Quantification and Valuation of Uncertainty of Calibrated Parameters in Decision Models
Published in 40th Annual North American Meeting of the Society for Medical Decision Making, 2018
Abstract
Purpose
Decision models parameters often require estimation through model calibration to observed epidemiological data. There is little guidance on how to characterize uncertainty of calibrated parameters to examine their impact on decision uncertainty. We evaluate the implications of different approaches to account for the uncertainty of calibrated parameters and the value of such uncertainty in decision making.
Methods
We used a simulation model of colorectal cancer (CRC) screening to quantify the cost-effectiveness of a 10-year colonoscopy screening vs. no screening. We calibrated the natural history (NH) model of CRC to epidemiological data (i.e., calibration targets) with different degrees of uncertainty. To accurately propagate the uncertainty from the calibration targets to the calibrated parameters, we conducted a Bayesian calibration using an incremental mixture importance sampling (IMIS) algorithm.

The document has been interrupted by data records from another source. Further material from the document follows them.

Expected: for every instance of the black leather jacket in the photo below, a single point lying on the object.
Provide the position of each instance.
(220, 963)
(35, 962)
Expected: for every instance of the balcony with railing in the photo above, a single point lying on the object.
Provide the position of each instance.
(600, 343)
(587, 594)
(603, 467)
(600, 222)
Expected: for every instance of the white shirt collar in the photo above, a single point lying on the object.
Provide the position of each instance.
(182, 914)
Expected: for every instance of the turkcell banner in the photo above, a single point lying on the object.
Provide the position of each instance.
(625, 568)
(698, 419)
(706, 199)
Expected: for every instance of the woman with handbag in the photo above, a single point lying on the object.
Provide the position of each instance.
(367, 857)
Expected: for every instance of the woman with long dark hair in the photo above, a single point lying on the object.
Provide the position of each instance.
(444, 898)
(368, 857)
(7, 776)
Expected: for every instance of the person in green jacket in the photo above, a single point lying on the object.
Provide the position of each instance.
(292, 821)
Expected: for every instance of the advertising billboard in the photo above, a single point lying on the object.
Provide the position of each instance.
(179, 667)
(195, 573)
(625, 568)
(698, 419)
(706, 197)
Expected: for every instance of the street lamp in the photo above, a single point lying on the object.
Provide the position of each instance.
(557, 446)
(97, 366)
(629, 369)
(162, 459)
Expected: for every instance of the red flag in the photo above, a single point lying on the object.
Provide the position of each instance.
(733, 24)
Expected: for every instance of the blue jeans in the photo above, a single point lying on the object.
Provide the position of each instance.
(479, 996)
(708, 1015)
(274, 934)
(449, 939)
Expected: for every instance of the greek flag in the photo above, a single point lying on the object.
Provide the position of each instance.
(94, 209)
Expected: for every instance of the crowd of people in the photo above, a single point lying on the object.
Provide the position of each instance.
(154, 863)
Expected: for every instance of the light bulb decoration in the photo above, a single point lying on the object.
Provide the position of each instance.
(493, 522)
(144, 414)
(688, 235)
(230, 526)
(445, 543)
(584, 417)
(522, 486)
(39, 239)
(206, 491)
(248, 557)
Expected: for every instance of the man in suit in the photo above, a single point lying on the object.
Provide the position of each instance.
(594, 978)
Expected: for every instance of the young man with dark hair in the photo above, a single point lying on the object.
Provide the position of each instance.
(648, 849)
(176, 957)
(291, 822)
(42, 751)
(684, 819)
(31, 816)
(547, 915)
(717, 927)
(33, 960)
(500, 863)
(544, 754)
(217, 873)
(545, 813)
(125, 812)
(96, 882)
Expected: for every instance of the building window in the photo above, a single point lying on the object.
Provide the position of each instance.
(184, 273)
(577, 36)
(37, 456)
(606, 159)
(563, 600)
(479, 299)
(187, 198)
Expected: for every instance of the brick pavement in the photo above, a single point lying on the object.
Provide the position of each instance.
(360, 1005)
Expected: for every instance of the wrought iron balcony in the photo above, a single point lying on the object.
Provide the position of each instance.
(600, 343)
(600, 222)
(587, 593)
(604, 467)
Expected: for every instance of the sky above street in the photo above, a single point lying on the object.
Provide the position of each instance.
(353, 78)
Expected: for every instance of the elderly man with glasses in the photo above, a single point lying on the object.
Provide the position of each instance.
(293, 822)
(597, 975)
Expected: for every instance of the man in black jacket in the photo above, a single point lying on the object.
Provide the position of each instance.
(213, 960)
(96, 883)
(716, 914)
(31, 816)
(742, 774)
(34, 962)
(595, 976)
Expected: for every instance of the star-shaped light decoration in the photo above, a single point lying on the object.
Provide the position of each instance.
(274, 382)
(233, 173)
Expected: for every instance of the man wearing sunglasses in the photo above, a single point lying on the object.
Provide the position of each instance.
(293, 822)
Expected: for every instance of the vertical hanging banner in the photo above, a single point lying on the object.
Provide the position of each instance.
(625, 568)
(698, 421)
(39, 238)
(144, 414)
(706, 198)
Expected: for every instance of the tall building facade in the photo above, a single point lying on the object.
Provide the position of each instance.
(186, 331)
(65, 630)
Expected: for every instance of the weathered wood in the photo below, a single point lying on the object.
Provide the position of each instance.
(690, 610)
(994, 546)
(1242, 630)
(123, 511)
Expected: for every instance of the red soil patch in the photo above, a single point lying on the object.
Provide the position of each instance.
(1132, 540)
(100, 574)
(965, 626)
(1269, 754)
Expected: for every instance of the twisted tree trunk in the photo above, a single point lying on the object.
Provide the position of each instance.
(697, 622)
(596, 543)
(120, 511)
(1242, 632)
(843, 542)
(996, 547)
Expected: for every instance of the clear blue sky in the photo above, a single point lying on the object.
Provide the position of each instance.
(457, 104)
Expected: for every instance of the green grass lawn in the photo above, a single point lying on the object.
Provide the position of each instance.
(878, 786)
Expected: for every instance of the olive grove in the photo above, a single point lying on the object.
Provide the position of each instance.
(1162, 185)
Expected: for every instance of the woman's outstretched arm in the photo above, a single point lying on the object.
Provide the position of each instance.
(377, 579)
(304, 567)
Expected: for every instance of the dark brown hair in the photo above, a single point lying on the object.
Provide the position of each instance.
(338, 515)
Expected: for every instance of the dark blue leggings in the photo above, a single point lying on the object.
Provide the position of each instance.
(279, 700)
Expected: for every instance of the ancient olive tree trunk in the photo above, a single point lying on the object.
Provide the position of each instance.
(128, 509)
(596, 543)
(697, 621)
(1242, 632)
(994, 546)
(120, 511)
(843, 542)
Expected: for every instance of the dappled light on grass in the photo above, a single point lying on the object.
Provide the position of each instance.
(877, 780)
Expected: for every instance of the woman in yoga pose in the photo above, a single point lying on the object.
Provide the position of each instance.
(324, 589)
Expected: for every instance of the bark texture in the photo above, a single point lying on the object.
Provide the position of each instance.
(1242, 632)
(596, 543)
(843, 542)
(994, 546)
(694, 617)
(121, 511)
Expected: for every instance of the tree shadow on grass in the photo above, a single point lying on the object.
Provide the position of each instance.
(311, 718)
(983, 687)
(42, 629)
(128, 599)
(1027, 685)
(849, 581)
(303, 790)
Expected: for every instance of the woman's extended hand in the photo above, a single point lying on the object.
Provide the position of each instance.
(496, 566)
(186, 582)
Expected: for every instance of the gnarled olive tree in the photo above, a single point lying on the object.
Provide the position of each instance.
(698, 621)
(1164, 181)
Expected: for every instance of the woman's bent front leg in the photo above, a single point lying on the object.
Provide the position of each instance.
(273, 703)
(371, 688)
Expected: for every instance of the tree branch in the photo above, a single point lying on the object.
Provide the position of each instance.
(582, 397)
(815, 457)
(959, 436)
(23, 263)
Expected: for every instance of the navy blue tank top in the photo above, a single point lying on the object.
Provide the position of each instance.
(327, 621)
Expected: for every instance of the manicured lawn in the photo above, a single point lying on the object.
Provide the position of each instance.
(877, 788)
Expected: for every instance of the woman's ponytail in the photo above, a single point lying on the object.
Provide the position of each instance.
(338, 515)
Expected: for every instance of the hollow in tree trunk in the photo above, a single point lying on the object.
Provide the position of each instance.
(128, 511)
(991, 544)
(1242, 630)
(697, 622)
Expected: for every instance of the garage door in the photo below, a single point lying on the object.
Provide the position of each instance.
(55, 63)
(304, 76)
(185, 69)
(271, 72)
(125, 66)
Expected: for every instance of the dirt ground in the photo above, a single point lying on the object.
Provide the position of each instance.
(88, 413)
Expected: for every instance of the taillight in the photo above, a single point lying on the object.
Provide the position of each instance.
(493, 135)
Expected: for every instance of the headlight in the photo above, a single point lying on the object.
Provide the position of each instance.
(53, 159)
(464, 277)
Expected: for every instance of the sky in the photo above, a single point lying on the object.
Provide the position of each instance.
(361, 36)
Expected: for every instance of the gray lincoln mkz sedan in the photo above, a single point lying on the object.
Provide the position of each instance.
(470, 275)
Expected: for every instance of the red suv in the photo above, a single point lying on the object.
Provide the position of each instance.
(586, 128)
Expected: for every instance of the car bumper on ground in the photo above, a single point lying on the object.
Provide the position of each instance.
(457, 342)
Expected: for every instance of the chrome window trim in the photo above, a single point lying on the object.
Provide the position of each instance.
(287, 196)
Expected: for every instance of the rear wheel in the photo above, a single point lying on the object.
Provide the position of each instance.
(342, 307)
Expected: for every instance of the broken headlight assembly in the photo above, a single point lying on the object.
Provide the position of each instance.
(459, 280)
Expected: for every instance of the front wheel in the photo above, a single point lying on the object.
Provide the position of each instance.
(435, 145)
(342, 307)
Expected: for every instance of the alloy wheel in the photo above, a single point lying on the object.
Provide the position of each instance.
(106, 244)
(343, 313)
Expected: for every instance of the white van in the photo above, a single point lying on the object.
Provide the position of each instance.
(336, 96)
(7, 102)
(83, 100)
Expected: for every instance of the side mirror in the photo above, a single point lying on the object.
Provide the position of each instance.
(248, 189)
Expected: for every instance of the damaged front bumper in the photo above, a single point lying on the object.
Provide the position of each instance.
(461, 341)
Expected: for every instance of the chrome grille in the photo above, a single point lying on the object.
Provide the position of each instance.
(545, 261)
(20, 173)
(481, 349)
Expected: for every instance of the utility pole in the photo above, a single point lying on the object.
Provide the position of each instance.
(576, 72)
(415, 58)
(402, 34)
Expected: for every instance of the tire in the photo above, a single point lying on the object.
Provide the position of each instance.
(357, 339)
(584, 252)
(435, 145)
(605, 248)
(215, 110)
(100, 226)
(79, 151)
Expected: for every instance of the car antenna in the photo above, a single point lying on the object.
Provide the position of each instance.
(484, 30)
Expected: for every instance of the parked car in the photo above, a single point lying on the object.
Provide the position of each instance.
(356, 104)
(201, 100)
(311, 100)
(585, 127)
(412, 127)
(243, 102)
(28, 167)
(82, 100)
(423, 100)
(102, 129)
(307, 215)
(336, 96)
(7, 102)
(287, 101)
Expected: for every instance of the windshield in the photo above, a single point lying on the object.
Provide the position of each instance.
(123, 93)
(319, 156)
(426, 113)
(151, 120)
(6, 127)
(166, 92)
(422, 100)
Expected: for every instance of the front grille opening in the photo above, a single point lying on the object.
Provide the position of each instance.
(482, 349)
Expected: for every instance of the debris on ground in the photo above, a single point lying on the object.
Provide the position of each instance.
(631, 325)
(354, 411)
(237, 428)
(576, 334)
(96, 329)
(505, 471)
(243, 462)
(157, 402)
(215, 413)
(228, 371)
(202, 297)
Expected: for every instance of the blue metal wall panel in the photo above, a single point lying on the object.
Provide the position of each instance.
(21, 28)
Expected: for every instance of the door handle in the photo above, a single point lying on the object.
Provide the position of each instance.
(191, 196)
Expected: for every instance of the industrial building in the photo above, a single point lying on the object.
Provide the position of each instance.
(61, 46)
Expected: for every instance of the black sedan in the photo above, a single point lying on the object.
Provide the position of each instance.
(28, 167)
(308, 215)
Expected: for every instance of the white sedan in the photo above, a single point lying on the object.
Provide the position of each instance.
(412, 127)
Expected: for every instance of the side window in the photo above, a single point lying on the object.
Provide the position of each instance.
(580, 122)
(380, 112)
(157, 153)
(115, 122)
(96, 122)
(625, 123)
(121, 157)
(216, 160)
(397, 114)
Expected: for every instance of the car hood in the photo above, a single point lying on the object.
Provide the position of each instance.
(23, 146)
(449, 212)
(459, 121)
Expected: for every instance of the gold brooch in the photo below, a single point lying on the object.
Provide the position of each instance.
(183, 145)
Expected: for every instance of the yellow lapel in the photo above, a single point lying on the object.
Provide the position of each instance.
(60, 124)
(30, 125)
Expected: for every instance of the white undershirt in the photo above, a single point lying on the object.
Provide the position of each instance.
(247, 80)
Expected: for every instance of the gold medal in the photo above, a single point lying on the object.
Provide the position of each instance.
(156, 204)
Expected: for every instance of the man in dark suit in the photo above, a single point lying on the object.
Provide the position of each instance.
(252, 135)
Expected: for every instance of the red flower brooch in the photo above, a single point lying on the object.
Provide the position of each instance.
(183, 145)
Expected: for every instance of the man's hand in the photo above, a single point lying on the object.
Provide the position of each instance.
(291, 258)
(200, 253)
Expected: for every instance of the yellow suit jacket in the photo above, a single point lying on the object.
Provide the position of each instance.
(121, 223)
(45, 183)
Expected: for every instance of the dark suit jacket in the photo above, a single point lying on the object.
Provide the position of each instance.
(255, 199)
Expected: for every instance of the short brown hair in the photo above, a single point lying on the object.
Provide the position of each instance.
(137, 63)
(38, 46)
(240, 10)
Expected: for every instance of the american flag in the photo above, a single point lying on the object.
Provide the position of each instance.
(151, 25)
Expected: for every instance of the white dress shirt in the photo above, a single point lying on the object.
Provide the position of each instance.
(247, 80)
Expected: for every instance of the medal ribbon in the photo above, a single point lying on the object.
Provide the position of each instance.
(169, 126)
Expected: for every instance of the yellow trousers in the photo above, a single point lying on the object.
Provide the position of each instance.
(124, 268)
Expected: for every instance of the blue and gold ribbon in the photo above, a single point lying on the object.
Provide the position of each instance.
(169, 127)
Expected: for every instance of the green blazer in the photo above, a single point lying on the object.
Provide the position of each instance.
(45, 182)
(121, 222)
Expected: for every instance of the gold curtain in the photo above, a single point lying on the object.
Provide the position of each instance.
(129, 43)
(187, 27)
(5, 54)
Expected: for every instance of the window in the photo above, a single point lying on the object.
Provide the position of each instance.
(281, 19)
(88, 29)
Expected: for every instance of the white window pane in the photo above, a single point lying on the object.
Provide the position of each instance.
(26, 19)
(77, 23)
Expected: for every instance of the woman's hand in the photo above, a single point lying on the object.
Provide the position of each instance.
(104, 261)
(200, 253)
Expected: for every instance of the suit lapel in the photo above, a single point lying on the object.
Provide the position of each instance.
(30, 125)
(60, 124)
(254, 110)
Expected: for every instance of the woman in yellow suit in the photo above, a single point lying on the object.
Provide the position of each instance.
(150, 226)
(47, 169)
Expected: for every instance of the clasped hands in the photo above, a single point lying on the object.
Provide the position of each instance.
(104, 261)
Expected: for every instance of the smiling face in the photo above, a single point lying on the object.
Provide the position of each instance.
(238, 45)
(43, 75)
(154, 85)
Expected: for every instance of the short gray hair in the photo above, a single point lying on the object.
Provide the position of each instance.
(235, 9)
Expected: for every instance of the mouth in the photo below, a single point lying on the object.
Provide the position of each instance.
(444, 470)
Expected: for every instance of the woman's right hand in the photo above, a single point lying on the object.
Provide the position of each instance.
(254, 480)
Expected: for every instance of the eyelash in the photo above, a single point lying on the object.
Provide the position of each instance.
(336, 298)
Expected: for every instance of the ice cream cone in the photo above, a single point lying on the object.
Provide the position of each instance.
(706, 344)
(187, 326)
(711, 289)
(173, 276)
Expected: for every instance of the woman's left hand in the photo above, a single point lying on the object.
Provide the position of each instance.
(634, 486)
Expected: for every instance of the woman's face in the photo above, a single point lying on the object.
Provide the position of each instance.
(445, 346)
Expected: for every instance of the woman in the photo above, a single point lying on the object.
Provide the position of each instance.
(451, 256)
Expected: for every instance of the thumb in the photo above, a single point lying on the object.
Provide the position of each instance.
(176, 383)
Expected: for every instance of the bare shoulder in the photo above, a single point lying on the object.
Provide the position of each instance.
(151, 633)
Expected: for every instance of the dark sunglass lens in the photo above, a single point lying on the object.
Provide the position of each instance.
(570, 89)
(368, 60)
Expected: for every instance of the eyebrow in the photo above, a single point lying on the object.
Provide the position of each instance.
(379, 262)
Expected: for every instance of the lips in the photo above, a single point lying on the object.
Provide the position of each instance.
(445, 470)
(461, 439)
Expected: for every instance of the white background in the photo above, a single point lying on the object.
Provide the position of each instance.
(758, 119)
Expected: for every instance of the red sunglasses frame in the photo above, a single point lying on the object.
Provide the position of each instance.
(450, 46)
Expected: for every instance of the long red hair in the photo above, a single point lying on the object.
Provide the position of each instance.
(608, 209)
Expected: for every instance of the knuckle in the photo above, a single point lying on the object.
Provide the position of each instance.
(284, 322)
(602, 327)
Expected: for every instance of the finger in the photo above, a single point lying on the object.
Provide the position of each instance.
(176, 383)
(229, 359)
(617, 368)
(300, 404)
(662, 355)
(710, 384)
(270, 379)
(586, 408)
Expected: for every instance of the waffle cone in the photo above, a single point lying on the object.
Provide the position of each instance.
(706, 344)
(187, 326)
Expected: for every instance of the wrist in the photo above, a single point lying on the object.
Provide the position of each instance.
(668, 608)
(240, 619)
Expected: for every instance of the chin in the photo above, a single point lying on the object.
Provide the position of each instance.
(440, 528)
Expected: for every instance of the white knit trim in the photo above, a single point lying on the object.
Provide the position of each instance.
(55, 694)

The Bayesian approach combines both prior knowledge of the NH parameters and the amount of information on the targets. We conducted a probabilistic sensitivity analysis of all the model parameters with different quantifications of uncertainty of the calibrated parameters, including (1) posterior distribution obtained from the IMIS algorithm, (2) a maximum-a-posteriori (MAP) estimate as the best parameter set, and (3) distributions based solely on posterior means, ranges and type of parameters (naïve approach). We estimated the value of uncertainty of calibrated parameters with a value of information (VOI) analysis.
Results
Different quantifications of uncertainty of the calibrated parameters changed the willingness-to-pay threshold (WTP) of USD per quality-adjusted life year (QALY) at which the screening strategy has the highest expected benefit. For both the IMIS posterior and the MAP approaches for quantification of uncertainty, 10-year colonoscopy screening has the highest benefit (compared with no screening) at WTP greater than $51,000/QALY gained and for the naive approach at values greater than $41,000/QALY gained. In the VOI analysis, the naïve approach had the highest expected value of perfect information (EVPI) of $5,700 at a WTP of $41,000/QALY gained, while with the IMIS posterior and MAP estimates EVPI was $630 and $572, respectively, both at a WTP of $51,000/QALY gained (Figure).
Conclusions
Different quantifications of uncertainty of calibrated decision model parameters affect the WTP at which strategies are optimal. Furthermore, the value of such uncertainties varies significantly. Accurate uncertainty quantification of calibrated parameters should be performed in model calibration through a Bayesian approach.